Wie auch immer der Beginn ihrer Beziehung wirklich ausgesehen hat: Die beiden haben offenbar Anfang 2004 auch seelisch einen guten Draht zueinander gefunden. In dieser für Heidi so schwierigen Situation fliegt, wie sie später beide erzählen werden, der Funke zwischen den beiden. Was bislang Sympathie war, wird Liebe. Was sich als Bekanntschaft oder Freundschaft entwickelt hat, wird zur Schicksalsgemeinschaft. Diese Entwicklung in so kurzer Zeit ist schon erstaunlich. Heidi ist jetzt sichtlich schwanger, und Seal immer noch ungebunden. Aber vielleicht ist gerade das eine Idealsituation für das, was jetzt kommt. Heidi strahlt bereits etwas von der Mütterlichkeit aus, die Seal schon ein Leben lang gesucht hat. Und er, der dazu neigt, sich an eine geliebte Frau zu klammern, weil er in ihr diese Mutter finden will, die er nie bekommen hat, scheint Heidi wiederum die Garantie des treuen Ehemanns zu sein, der Flavio Briatore nie gewesen wäre. Seal und Heidi werden in den folgenden Jahren mehrmals öffentlich betonen, dass sie den jeweils anderen vor alles andere stellen würden. „Sie ist meine Nummer 1“ wird zu einem Standardspruch Seals werden. Er ist zu einer Beziehung und für eine Familie bereit, während Briatore erst seine wenige Jahre später erfolgende Krebserkrankung brauchen wird, um als Mensch zu reifen und ernsthaft an die Gründung einer Familie denken zu können.
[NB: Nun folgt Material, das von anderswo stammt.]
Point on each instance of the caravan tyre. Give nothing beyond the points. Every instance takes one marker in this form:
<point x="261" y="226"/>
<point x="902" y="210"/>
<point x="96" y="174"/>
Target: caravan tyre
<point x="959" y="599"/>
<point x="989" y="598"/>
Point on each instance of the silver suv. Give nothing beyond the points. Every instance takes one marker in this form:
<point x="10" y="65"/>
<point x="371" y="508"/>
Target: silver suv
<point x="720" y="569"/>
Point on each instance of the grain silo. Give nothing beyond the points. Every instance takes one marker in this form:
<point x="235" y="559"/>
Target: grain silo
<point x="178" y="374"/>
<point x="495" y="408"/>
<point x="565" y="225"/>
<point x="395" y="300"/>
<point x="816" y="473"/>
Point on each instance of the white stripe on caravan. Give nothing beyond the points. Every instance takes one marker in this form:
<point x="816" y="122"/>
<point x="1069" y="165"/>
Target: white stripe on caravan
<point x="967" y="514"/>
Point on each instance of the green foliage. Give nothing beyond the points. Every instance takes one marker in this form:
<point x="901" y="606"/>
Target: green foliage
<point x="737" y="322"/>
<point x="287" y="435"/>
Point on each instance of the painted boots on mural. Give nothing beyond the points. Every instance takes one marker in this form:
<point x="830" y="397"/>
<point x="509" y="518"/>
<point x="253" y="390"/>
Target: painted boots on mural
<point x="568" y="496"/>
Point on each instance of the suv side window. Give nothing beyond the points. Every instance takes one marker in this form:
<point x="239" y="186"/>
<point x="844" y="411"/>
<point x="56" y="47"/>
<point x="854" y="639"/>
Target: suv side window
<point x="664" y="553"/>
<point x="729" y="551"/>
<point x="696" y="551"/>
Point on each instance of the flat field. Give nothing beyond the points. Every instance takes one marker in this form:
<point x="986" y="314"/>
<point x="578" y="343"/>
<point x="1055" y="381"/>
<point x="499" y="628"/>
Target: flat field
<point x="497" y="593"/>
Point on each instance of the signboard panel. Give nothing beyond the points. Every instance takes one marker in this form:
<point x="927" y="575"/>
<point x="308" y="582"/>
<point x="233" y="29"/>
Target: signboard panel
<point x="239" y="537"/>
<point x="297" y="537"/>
Es ist menschlich berührend, zu sehen, dass Seal schon Monate vor ihrer Geburt für Leni Interesse und Verantwortungsbewusstsein zeigt und Heidi, die eben noch demonstrativ ihre Gemeinsamkeit mit Briatore hervorgekehrt hat, seiner Loyalität versichert. Im Gegenzug findet sie bei ihm jemanden, bei dem sie sich ausschütten kann über das Kuddelmuddel zu Hause. Denn der im Hause Klum gefundene Kompromiss kann sie nicht zufrieden stellen. Sie ist nun reif genug, um aus dem Schatten ihres Vaters auszubrechen. Dafür ist ein Leben an der Seite Briatores nicht geeignet. Mit Seal tritt Heidi erstmals aus ihrer Ursprungsfamilie heraus. Es ist der Beginn ihrer großen Liebe, wie sie später beide erzählen werden, und die Liebe ist wirklich groß. Die Umstände, unter denen sie aber zusammenkommen, sind so ungewöhnlich, dass bald die Weltmedien über beide berichten werden. Jahre später steht Heidi dem amerikanischen Fernsehjournalisten Carlos Watson zur Rede über ihr Leben. Sie wirkt dabei etwas aufgedreht und doch auf der Hut, denn Watson, ein bubenhaft wirkender Afroamerikaner, der immer lächelt, ist für seine gnadenlose Direktheit bekannt. Auch hier schießt er mit scharfem Geschütz, als er Heidi jene Frage stellt, für die insgeheim die ganze Welt eine Antwort fordert: Wie war das, den Mann ihres Leben kennen zu lernen, während sie von einem anderen ein Kind erwartete? Der Dialog spielt sich so ab:
Watson: „Heidi, du weißt, was ich dich fragen möchte. Es geht um Seal ... du wirst ein bisschen rot dabei?“
Heidi: „Vielleicht sind es die Scheinwerfer.“
Watson: „Du hast ihn getroffen.“ (Pause) „Und du warst schwanger.“
Heidi (schweigt und lächelt)
Watson: „Aber nicht von ihm.“
Heidi (lachend): „Ich habe darauf gewartet, wie nett du das formulieren würdest.“
Watson: „Aber, aber, du weißt, was ich sagen will. Also: Du hast ihn getroffen und es war nicht sein Kind. Trotzdem: Ihr seid zusammengekommen, obwohl du schwanger warst. Die Leute fragen sich da: Wow, das muss unglaublich schwierig für einen sein. Deshalb: War es schwierig für ihn, in dein Leben zu treten, während du schwanger warst?“
Watson trifft hier den Kern der Sache. Menschen fragen sich: Wie muss es für einen Mann sein, mit einer Frau zu schlafen, die das Kind eines anderen Mannes unter dem Herzen trägt? Wie kann man einander in so einer Situation näher kommen, wie kann man Mann und Frau werden, ohne dabei das Gefühl zu haben, mit dem Schatten eines anderen zu leben?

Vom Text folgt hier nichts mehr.